Seoul, South Korea – South Korea's import prices experienced a decline in February, marking the first drop in five months, primarily due to falling international oil prices and a stronger Korean won. According to the Bank of Korea's latest export and import price index, the import price index stood at 143.95 in February, down 0.8% from January.
Key Factors Contributing to the Decline:
Decrease in International Oil Prices: The average monthly price of Dubai crude oil fell by 3.1%, from $80.41 per barrel to $77.92 per barrel.
Strengthening of the Korean Won: The won-dollar exchange rate decreased by 0.7%, from an average of 1,455.79 won in January to 1,445.56 won in February.
Changes in Import Item Prices:
Prices of raw materials (-2.3%), intermediate goods (-0.2%), and consumer goods (-0.2%) all declined, with notable drops in mineral products (-2.7%) and computers, electronics, and optical equipment (-0.9%).
Significant price reductions were observed in crude oil (-3.8%), lithium hydroxide (-4.0%), and system semiconductors (-0.7%).
Capital goods, however, increased by 0.3%.
Export Price Trends:
The export price index for February was 134.56, a 0.6% decrease from January, reversing the upward trend of the previous five months.

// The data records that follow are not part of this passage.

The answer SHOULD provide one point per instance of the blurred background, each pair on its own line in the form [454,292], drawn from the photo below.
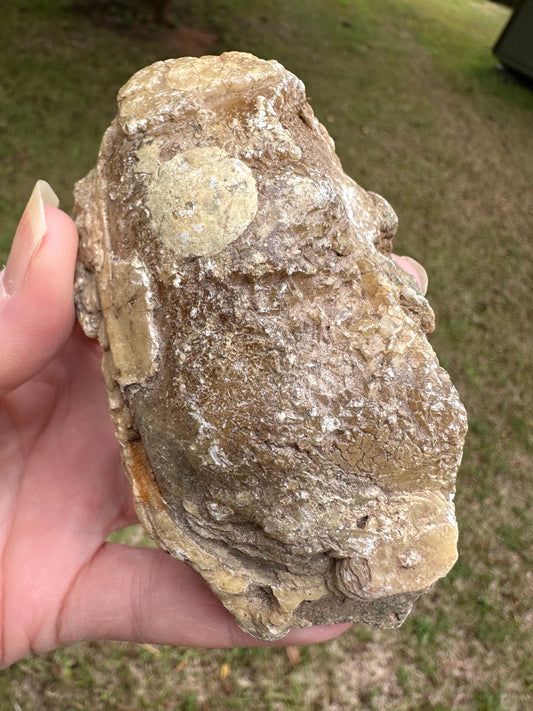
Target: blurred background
[421,114]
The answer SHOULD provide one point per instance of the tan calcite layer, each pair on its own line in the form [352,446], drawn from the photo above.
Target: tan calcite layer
[285,424]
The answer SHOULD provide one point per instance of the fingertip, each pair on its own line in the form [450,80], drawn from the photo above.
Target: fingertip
[36,320]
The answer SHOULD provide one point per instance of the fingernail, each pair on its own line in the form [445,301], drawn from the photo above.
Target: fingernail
[420,273]
[28,237]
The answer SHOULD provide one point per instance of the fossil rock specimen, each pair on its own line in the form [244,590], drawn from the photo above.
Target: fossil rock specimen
[286,426]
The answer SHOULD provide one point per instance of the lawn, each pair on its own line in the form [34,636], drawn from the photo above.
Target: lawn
[410,93]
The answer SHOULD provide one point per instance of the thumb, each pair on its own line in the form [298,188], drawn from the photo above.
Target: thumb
[36,305]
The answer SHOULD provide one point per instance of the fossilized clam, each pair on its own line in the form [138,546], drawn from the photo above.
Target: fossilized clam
[286,426]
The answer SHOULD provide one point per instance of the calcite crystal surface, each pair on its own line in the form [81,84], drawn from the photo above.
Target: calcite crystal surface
[285,424]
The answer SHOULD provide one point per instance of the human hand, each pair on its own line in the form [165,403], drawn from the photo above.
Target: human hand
[62,486]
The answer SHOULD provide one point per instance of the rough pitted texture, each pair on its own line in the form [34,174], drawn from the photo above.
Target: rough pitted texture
[285,424]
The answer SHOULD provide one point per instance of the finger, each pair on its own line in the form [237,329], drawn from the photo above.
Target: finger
[144,595]
[411,266]
[36,305]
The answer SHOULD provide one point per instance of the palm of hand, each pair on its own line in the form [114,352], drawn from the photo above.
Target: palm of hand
[62,492]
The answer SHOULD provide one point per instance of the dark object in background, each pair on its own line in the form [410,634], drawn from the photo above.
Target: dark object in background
[514,47]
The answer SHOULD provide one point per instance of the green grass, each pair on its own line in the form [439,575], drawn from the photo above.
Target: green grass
[410,93]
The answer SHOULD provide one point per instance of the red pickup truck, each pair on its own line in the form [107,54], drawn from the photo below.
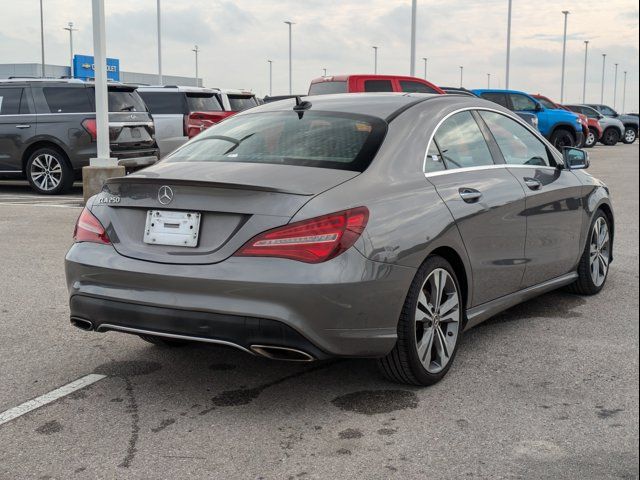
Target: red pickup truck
[371,83]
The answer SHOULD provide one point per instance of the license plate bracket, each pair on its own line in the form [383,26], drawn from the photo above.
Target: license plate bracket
[172,228]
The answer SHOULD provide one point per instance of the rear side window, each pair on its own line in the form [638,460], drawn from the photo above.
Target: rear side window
[242,102]
[415,87]
[378,86]
[315,139]
[326,88]
[462,143]
[521,103]
[518,145]
[198,102]
[68,99]
[499,98]
[162,103]
[13,101]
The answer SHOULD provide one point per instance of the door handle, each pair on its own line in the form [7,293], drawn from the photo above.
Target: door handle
[532,183]
[470,195]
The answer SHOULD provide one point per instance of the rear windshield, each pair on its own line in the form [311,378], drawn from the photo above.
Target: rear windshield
[242,102]
[325,88]
[202,102]
[312,139]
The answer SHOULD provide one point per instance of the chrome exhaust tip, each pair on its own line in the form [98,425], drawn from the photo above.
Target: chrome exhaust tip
[281,353]
[82,324]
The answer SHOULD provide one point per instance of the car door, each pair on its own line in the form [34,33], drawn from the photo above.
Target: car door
[553,200]
[17,126]
[486,201]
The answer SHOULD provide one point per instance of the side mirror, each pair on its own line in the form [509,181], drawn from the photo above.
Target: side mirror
[575,158]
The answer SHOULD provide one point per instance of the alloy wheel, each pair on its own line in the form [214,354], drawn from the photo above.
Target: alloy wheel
[599,251]
[46,172]
[437,320]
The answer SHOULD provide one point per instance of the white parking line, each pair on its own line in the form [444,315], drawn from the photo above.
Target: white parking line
[47,398]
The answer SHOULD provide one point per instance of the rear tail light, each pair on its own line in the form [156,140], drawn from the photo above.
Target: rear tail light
[89,229]
[89,124]
[311,241]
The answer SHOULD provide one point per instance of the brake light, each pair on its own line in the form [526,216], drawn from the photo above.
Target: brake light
[311,241]
[89,229]
[89,124]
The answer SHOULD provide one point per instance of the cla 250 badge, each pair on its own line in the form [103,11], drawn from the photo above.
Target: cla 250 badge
[108,199]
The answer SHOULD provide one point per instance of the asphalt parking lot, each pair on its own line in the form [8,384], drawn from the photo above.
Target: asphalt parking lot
[548,389]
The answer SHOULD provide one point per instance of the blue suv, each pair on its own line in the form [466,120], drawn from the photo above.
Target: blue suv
[560,127]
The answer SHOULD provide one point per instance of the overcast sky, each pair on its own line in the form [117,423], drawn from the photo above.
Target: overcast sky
[237,37]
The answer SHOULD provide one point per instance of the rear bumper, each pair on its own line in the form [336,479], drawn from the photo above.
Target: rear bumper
[348,306]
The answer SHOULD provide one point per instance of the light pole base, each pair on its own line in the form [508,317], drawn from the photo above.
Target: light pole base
[93,178]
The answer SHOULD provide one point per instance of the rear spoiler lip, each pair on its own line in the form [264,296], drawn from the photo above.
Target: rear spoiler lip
[131,179]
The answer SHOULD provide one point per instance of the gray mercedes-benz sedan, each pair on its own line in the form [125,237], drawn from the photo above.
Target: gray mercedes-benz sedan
[363,225]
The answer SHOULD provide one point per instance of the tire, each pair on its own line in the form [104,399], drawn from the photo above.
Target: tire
[418,327]
[611,136]
[588,282]
[48,171]
[163,341]
[592,138]
[562,138]
[630,134]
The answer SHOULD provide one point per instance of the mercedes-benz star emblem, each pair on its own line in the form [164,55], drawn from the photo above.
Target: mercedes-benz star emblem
[165,195]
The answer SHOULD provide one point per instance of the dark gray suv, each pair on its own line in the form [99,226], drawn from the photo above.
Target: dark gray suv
[48,130]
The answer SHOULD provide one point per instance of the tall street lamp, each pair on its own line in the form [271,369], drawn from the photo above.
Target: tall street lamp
[159,44]
[604,60]
[290,66]
[196,50]
[564,54]
[508,46]
[375,59]
[70,29]
[414,10]
[584,76]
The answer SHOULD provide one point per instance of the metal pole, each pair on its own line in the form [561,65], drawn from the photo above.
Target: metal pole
[624,91]
[615,86]
[508,47]
[290,61]
[604,59]
[196,50]
[375,59]
[414,10]
[160,81]
[42,36]
[564,54]
[102,109]
[584,76]
[70,29]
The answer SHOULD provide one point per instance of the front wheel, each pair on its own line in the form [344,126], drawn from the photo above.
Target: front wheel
[630,135]
[429,328]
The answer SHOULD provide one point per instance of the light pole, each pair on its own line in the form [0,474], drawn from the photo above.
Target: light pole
[615,86]
[564,54]
[159,45]
[584,76]
[414,11]
[508,46]
[375,59]
[70,29]
[624,91]
[42,36]
[290,66]
[196,50]
[604,59]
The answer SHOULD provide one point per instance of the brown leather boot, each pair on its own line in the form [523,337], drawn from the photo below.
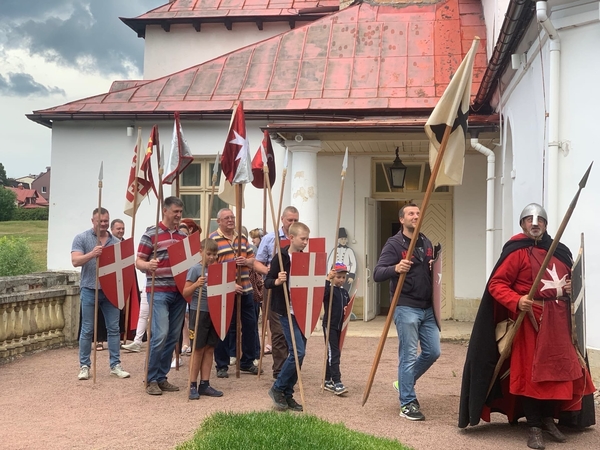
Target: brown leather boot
[535,439]
[549,427]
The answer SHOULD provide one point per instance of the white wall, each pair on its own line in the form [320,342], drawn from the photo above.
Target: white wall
[469,229]
[579,97]
[183,47]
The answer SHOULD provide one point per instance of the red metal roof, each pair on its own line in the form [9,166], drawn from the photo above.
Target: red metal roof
[365,59]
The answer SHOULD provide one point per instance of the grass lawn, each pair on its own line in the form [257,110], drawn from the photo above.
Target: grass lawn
[36,231]
[273,430]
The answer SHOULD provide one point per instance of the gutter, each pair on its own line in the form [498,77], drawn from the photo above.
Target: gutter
[517,19]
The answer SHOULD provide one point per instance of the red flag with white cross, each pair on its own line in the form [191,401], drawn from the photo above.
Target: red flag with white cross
[116,272]
[221,295]
[307,286]
[182,257]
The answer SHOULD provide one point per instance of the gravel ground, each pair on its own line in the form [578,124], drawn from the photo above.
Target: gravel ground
[45,407]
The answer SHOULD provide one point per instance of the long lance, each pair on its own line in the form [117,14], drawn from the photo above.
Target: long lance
[331,287]
[511,334]
[411,248]
[267,305]
[151,299]
[207,232]
[138,146]
[100,176]
[285,290]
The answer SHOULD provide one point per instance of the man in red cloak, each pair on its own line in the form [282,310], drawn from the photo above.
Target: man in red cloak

Manufactured goods fell by 0.5%, led by declines in coal and petroleum products (-2.5%) and computers, electronics, and optical equipment (-1.0%). Agricultural, forestry, and fishery products also decreased by 0.4%.
Specific items showing significant price drops included fresh seafood (-5.3%), diesel (-4.8%), and flash memory (-4.3%).
Future Outlook:
In March, oil prices have fallen compared to the previous month's average, while the exchange rate has seen a slight increase.
Given the high level of uncertainty in both domestic and international conditions, future import price fluctuations remain to be seen.